Outlook positive amid CEO search, Fresh Kitchen sale
Photograph: Shutterstock

SpartanNash reported consolidated net sales increased 6% to $2 billion for its 14th consecutive quarter of growth, and profitability was in line with expectations, said Dennis Eidson, chairman, interim president and CEO, who put his retirement on hold to step in after the resignation of Dave Staples in August. A search for a permanent CEO is underway.

To remain aligned with its core business, SpartanNash announced last quarter that it was exiting the Fresh Kitchen business. During the earnings call, Eidson said the company plans to sell the Fresh Kitchen facility as early as the first quarter of fiscal 2020. “We believe this transition better aligns with titles past operational expertise and will enable us to improve quality and efficiency,” he said.

Retail store comps also returned to positive, keeping the organization on track to achieve more than $20 million in annual run-rate savings. Retail sales were driven in large part by the relaunch of the Family Fare banner in western Michigan and the acquisition of Martin’s Supermarkets last year.

Eidson also attributed the positive store comps to bringing Lori Raya on board as chief marketing and merchandising officer this year. “She brought a lot of insights from her past,” Eidson said. “I think she is applying those to our business. I give Lori credit for that.” He said the company was also aggressive on the promotional front, including using social media to help drive comp-store sales.

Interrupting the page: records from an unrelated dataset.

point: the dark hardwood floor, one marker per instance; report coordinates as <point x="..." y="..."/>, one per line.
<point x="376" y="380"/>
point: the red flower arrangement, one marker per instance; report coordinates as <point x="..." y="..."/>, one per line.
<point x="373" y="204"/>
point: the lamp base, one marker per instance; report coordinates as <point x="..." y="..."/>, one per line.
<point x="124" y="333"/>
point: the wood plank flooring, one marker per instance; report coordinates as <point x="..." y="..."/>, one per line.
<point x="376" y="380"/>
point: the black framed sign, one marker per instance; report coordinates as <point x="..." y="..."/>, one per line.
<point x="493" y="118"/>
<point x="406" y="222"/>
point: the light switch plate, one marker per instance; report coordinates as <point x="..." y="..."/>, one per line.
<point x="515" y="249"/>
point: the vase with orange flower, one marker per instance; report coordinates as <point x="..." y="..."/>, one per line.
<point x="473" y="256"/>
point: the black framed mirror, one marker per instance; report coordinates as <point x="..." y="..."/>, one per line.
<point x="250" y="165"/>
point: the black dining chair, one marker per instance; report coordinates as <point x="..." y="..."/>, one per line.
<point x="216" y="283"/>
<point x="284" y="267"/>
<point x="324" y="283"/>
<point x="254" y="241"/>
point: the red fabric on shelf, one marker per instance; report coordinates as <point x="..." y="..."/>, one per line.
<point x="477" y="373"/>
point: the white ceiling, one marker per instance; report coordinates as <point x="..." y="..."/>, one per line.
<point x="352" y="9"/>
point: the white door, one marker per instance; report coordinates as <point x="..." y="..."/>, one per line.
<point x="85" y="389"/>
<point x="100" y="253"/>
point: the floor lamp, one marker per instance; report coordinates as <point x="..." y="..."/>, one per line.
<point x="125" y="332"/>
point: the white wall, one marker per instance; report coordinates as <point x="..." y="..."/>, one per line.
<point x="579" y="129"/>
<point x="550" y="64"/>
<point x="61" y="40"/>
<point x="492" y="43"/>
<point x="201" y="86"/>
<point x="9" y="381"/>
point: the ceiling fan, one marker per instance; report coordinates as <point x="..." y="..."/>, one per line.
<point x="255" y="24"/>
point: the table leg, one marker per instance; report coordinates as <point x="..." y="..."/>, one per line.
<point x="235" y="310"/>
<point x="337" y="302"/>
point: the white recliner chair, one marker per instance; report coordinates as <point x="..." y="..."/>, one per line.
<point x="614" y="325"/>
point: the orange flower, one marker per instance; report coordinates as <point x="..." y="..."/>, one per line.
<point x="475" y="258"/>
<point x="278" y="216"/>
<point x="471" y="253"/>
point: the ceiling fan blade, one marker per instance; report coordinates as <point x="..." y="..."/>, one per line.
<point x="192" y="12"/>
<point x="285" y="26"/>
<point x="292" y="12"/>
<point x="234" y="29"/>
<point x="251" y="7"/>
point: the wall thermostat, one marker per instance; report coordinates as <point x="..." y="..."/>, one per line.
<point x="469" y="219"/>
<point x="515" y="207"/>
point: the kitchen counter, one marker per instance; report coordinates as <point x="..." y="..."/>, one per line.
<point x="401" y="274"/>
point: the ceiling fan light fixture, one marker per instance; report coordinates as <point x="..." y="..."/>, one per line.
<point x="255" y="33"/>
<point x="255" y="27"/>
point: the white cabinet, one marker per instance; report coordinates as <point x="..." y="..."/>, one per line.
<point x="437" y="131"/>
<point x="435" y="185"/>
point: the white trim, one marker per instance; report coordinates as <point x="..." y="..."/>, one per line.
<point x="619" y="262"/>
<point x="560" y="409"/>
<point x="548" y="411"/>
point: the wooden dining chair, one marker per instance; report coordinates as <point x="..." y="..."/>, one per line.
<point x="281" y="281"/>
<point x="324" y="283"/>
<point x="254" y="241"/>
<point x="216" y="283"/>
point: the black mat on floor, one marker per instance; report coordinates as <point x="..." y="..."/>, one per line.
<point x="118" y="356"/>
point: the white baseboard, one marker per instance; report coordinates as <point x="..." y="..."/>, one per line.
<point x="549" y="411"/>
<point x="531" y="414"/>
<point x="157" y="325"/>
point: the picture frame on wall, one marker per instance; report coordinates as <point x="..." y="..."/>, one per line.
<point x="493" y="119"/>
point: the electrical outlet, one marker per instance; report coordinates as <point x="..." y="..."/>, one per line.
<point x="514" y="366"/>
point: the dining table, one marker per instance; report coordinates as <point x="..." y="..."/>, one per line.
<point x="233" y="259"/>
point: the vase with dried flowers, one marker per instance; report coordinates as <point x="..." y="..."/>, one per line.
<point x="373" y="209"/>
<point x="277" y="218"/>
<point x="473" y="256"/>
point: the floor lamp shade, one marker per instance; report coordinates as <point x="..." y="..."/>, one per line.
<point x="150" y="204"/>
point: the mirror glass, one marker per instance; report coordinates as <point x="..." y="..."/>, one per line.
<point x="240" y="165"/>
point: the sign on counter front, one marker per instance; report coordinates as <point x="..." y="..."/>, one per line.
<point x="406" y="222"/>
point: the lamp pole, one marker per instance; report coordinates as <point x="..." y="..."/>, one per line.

“Strategically, I think we're well-positioned as a company in both that distribution and retail segment, and our focus is on the execution going forward,” Eidson said. He noted that SpartanNash has been working to bring down costs on the supply side of the business by moving away from contracting third parties and hiring drivers directly for distribution, which can bring costs down 20% to 30% per mile. Earnings for food distribution in the third quarter totaled $11.7 million compared to $19.8 million in the third quarter of fiscal 2018, primarily due to higher administrative expenses related to the transition costs as well as higher supply chain costs.

Sales expectations for the current fourth quarter are in the low to mid-single digits.